You would think I would automatically hail the advent of a new interweb book review site, especially one created by a well-respected national magazine. But I can’t say The New Republic did much to entice me when it announced its new online book review, The Book.

In an online letter to “Friends of Books and Writers,” executive editor Isaac Chotiner tells readers that the site is a supplement to the magazine’s print material. Why is TNR adding such a supplement? In part because of “the absence of any site for the serious consideration of serious books is also a fact of the web.” Now it doesn’t really bother me that much if, for whatever reason, TNR doesn’t think I seriously consider serious books. But evidently Mr. Chotiner has never heard of sites such as the 10-year-old the complete review, my friends at Words Without Borders or even the more recent Barnes & Noble Review.

Yet that isn’t what really bothers me. Rather, it’s this portion of his letter: “We are not slumming here, or surrendering to the carnival of the web. Quite the contrary. We are hoping to offer an example of resistance to it. … Here you will find criticism, not blogging; pieces, not posts.” Nor does Mr. Chotiner appear to be the only one at The Book with such view. In an October introductory letter sent by email, the TNR‘s literary editor, Leon Wieseltier, announced that the site’s reviews “will not be blog posts. Again: They will not be blog posts.”

So, we have a twist on the longstanding print v. “lit blogs” discussion. A print outlet launches a lit blog but, of course, because of who and what it is, it isn’t really a lit blog. It has serious material and is inherently superior. After all, even if I review the same books, I do not do criticism, I “blog.” I don’t write reviews, I write “posts.” Because of those distinctions, anyone coming here to read a review or about books is “slumming, or surrendering to the carnival of the web.”

Now I realize my lit crit skills pale in comparison to Messrs. Chotiner and Wieseltier or many, if not most, of the contributors to TNR. I have frequently called myself an “illiterati.” I also realize things aren’t always all that serious around here. But thank goodness the status of book bloggers has been confirmed by the powers that be. Thank goodness TNR will “offer an example of resistance” to what I and others do. Thank goodness it will rescue readers from tawdry book bloggers.

Don’t get me wrong. I agree that the demise of dedicated print book reviews means we need and should welcome additional online book reviews. The more the merrier (although I’d have hoped TNR didn’t have such preconceived notions about the subhuman status of book bloggers). I guess all I can really hope for now is that The Book doesn’t plan on destroying the slums in order to save them.

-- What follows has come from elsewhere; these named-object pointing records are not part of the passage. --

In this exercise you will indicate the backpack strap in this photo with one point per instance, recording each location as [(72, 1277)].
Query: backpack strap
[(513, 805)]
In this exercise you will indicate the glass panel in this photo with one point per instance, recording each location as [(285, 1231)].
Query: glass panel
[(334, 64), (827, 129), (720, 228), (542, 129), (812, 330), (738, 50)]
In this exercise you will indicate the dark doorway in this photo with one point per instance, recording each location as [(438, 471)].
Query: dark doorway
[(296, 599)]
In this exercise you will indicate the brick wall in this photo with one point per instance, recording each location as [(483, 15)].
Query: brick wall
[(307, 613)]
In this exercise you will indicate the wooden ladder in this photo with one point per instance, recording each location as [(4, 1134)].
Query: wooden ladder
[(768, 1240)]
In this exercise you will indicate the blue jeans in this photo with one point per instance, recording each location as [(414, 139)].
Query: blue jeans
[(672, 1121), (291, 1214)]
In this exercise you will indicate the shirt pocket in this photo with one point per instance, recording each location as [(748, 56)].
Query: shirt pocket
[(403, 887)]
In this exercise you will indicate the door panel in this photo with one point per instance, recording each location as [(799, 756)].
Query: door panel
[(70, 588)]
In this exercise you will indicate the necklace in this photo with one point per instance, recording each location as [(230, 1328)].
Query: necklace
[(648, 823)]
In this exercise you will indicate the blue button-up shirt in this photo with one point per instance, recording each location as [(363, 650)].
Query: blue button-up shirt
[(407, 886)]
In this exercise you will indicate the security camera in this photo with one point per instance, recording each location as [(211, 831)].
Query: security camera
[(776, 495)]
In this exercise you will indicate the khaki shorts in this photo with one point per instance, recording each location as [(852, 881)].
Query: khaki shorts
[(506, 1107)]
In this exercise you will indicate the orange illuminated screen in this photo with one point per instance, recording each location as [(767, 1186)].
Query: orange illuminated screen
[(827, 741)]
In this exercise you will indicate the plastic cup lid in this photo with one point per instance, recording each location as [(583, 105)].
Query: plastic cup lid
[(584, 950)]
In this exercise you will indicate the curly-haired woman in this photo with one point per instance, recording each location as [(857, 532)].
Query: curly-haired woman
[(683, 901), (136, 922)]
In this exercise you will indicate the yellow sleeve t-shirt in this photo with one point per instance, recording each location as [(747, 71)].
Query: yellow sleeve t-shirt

Look in the mirror, and don’t be tempted to equate transient domination with either intrinsic superiority or prospects for extended survival.

Stephen Jay Gould, Full House: The Spread of Excellence from Plato to Darwin

1 comment to Welcome to the book review slums

  • The snobbery exhibited by in this instance by The New Republic is precisely why I seldom read the book reviews there or in similar publications. I suppose I should not be insulted by their attitude about lit bloggers, however, since it is so much like my own attitude about literary snobs. Oh, well. Call it a draw.